The storm is surely in sight. In July, shortly following passage of OBBBA, New Leaf Energy, a community and utility-scale project developer, laid off about one-fifth of its workforce – 41 out of 217 employees. “The pathway to developing clean energy projects has narrowed, but it has not vanished; reducing the size of the company is intended to provide stability and free cash while the company adapts to a changed market for the long term,” said New Leaf Energy in a statement.
Unlike solar and wind, grid-scale energy storage will remain eligible for the ITC and PTC under its original schedule. The 48E and 45Y credits for storage projects will phase out by 25% each year starting in 2032 until Dec. 31, 2035, when the credits will expire entirely.
What’s more, projects are facing tightened restrictions on components and materials sourced from “Foreign Entities of Concern” (see pp. 10-12).
Residential pressure
The window is even tighter for residential solar. While lobbying was successful in preventing a near-instant phase-out of the 48E ITC, the 25D tax credit for residential solar projects, paid directly to individuals who purchase home solar with a loan or cash, is phased out for projects not installed by the end of 2025.

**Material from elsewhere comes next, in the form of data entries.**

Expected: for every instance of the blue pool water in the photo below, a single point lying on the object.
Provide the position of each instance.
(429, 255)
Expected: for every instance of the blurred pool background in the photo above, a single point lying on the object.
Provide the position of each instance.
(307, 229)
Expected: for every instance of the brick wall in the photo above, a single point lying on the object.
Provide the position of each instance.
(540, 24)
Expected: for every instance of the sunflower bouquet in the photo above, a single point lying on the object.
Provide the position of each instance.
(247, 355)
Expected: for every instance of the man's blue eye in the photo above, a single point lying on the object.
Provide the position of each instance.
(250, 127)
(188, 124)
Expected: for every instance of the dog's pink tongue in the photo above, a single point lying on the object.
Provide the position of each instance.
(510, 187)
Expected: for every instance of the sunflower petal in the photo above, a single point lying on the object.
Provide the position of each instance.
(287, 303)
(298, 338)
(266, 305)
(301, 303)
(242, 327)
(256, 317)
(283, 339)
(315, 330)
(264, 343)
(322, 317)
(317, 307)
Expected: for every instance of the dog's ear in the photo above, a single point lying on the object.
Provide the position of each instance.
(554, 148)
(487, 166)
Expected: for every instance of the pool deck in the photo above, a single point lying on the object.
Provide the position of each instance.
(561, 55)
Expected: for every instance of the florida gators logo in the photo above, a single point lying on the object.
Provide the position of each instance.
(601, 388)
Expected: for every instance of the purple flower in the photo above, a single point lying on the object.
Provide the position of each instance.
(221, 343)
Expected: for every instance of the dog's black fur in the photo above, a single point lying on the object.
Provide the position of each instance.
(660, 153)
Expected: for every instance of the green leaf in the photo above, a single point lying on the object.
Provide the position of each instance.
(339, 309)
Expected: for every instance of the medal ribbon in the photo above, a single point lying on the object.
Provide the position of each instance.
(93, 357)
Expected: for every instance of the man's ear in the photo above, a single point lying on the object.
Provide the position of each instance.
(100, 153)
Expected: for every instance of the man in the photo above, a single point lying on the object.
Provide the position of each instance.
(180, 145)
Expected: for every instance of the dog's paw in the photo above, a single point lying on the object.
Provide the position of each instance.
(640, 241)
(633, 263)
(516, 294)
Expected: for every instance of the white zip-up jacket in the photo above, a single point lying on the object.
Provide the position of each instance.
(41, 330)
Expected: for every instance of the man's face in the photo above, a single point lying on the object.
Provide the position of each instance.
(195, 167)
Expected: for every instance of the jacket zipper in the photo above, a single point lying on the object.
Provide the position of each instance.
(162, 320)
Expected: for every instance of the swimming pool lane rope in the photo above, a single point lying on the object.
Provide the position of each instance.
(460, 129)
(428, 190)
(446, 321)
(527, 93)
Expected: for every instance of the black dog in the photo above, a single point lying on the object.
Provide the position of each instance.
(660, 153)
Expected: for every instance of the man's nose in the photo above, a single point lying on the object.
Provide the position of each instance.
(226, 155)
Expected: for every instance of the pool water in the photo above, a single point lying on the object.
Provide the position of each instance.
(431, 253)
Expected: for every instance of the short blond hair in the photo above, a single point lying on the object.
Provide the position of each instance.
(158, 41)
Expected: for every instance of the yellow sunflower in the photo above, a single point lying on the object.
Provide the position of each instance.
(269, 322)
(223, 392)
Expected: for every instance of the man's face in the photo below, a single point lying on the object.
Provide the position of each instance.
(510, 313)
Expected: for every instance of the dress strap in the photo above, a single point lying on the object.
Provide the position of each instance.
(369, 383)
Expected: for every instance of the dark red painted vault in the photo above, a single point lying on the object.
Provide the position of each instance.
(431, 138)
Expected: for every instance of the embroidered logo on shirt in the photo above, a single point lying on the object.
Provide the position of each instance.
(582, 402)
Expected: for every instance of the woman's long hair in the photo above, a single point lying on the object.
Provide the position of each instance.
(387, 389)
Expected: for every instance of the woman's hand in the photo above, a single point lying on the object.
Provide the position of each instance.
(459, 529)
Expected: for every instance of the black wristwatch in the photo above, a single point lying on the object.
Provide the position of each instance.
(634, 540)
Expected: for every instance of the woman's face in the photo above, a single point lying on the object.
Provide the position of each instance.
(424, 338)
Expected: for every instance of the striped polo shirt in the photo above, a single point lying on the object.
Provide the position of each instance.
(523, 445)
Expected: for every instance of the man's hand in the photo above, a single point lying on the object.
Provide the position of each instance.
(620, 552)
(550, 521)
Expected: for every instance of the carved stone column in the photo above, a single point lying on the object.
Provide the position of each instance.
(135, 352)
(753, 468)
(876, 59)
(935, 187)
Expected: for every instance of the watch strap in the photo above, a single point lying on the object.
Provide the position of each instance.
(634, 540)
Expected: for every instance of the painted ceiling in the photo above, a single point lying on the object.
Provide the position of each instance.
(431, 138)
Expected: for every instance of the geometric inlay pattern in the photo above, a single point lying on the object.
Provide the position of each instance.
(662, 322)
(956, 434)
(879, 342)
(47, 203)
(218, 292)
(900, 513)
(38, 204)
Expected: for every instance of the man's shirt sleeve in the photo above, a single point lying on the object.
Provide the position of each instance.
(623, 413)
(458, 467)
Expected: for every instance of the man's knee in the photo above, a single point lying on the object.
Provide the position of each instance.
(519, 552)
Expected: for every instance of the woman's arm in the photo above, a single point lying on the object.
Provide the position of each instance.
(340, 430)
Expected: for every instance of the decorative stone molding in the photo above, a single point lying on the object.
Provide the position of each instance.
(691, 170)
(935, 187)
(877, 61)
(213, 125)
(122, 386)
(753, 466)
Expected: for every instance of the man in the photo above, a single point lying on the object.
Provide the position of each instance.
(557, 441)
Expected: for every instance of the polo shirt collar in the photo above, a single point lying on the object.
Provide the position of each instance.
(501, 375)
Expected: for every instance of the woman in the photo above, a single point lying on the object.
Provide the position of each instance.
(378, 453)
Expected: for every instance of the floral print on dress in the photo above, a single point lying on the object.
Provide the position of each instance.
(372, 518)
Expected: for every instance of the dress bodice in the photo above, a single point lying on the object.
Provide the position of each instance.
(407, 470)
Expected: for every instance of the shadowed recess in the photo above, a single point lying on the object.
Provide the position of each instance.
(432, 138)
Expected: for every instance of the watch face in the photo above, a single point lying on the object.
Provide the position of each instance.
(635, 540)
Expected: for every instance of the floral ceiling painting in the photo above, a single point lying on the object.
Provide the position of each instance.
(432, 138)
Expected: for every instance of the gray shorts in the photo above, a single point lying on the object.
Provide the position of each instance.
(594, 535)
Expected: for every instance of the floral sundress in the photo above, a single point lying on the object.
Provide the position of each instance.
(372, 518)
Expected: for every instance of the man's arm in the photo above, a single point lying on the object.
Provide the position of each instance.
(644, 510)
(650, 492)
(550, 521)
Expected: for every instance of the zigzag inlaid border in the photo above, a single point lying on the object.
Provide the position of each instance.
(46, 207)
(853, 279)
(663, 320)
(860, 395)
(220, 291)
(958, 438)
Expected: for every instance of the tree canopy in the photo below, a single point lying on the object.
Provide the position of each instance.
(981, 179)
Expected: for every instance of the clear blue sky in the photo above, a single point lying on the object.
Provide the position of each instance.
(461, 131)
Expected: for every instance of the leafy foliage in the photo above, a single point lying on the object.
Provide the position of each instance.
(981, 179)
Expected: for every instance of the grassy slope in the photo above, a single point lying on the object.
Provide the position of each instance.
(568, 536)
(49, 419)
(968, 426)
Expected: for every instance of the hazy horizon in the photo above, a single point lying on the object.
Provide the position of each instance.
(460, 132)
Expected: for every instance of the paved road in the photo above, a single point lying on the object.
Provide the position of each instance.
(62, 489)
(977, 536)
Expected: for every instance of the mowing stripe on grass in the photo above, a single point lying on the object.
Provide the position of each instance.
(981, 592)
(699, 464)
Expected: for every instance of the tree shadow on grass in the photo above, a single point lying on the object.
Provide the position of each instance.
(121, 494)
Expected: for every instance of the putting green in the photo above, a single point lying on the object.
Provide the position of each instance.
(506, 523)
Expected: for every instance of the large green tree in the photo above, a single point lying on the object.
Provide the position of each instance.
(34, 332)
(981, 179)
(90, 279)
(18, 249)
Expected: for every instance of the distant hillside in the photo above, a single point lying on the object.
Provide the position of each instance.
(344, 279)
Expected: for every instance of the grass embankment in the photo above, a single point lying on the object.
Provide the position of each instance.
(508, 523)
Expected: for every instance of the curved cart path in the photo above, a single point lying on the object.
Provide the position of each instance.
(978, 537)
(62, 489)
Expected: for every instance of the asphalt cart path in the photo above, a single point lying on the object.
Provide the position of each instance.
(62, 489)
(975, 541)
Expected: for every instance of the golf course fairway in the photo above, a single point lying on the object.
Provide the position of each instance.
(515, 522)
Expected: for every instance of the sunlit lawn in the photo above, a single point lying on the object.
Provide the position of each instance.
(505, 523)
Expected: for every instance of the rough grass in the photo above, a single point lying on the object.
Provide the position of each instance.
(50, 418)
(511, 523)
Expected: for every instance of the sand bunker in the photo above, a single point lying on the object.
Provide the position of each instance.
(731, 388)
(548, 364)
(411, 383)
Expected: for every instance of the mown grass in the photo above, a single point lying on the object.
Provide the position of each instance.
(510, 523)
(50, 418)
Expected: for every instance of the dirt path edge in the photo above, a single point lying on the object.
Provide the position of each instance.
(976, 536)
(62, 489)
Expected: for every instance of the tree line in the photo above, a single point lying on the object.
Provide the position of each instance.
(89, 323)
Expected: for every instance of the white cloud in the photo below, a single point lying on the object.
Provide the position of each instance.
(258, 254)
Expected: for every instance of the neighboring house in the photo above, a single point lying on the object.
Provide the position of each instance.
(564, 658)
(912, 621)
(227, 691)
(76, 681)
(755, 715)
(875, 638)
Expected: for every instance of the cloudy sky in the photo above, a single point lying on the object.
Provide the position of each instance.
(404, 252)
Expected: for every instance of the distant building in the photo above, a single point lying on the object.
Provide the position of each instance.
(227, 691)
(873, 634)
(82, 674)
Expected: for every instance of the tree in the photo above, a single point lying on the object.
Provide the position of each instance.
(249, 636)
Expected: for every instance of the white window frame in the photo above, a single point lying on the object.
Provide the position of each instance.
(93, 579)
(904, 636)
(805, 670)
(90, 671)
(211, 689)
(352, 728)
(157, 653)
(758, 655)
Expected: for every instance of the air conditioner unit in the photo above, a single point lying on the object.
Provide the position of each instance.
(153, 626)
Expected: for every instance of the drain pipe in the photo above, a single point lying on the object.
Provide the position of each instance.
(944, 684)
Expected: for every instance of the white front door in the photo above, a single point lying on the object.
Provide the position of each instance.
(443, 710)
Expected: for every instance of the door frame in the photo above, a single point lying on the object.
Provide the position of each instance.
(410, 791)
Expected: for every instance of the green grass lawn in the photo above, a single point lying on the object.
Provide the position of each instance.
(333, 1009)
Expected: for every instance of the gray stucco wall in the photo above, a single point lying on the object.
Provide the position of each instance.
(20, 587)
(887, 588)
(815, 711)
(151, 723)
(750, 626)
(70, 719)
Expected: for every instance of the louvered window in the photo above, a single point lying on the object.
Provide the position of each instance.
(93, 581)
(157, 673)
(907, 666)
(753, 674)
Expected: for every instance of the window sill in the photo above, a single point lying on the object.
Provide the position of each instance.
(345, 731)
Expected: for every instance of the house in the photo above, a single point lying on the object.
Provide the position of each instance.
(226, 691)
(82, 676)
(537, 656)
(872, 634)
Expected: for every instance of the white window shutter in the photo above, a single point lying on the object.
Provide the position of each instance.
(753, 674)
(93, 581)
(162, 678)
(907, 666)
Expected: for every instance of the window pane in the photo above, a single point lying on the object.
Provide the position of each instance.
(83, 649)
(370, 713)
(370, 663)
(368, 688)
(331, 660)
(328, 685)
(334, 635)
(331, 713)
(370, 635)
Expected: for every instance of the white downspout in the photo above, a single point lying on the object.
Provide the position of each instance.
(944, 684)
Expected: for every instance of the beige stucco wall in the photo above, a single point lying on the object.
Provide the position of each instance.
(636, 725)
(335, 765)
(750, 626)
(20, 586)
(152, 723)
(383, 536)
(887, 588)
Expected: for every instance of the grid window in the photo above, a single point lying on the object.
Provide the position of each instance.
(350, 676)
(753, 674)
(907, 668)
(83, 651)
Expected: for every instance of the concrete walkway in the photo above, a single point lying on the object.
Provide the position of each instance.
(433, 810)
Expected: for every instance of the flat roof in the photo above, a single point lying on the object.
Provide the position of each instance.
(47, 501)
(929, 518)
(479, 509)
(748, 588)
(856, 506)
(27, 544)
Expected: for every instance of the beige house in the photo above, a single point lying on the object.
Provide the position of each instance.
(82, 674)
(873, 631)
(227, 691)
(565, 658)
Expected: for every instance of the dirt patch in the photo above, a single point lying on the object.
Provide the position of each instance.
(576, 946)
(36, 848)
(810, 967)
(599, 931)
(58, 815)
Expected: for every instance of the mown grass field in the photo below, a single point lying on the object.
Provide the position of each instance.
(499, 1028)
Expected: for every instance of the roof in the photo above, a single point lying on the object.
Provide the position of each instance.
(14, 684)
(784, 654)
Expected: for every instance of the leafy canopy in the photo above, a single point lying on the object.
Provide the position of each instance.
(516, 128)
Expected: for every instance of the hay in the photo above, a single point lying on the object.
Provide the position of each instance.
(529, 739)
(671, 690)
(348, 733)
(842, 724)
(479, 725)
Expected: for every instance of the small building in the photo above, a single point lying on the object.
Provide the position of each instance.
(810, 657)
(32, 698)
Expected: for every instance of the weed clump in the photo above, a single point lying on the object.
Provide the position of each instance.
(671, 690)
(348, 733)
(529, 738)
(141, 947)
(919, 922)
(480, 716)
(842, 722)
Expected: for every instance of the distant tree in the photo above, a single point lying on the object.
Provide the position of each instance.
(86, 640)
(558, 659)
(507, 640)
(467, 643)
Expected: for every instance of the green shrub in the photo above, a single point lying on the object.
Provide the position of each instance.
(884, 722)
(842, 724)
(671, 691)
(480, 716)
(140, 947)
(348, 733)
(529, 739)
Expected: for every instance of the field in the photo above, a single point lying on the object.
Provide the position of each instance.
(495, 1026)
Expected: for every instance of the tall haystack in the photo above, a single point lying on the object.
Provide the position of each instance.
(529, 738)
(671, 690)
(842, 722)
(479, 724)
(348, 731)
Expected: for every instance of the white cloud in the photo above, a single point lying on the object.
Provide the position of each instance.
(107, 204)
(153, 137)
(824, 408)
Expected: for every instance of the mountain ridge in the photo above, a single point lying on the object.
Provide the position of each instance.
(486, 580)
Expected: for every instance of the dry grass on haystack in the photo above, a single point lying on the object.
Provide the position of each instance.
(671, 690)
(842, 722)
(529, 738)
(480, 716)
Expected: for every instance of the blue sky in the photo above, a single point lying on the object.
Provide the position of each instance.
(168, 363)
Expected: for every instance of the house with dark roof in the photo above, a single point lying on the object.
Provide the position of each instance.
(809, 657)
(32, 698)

The cuts to credits come at a particularly hard time for U.S. residential solar. Installations declined 31% in 2024, according to Wood Mackenzie. Over the last year, industry titans like SunPower, Sunnova, and Mosaic Solar have filed for bankruptcy. The industry historically has leaned on the value proposition of lowering customer electricity bills and providing predictable costs for the long term. However, that value has been increasingly difficult to provide.
Gone are the days of low interest rates enabling attractive finance terms for loans or leased systems. In many major markets, such as California, net metering rates for sending excess electricity to the grid have been slashed by 75% or more. One pathway to continuing to drive customer value is pursuing lower soft costs – expenses not tied to hardware.
The Solar Energy Industries Association (SEIA) said more than 65% of the cost to install residential solar is related to soft costs like paying sales teams, securing permits, and grid connection costs. The United States may find a path forward by pursuing market conditions like Australia, where over 40% of homes in some regions have rooftop solar. Soft costs are far lower in the nation, with an average residential solar installation cost of AUD 0.89/W ($0.58), according to a January 2025 report from price comparison website Compare the Market – more than AUD 2.00/W cheaper than in both Canada and the United States.
Underlying strength
Since long-term federal tax credits were enacted by the IRA, about 80% of investment announcements were in Republican-led districts. More than 224 projects totaling nearly $110 billion in investment and leading to more than 83,000 jobs were announced in Republican voting districts, according to E2. Even before the OBBBA was passed, the looming threat of cuts led to billions of dollars in project and factory cancellations and the loss of tens of thousands of expected or existing jobs in these districts.
However, the fundamentals for solar remain strong. Analysis by financial advisory Lazard found that solar levelized cost of electricity beats the lowest-cost fossil fuel for new-build projects, even without tax credits. Solar represented 78% of new capacity added to the grid in 2025 through April, according to Federal Energy Regulatory Commission data. With electricity demand expected to rise 2% per year and 50% cumulatively by 2050, according to the National Electrical Manufacturers Association, demand for projects that can be added to the grid quickly will remain robust.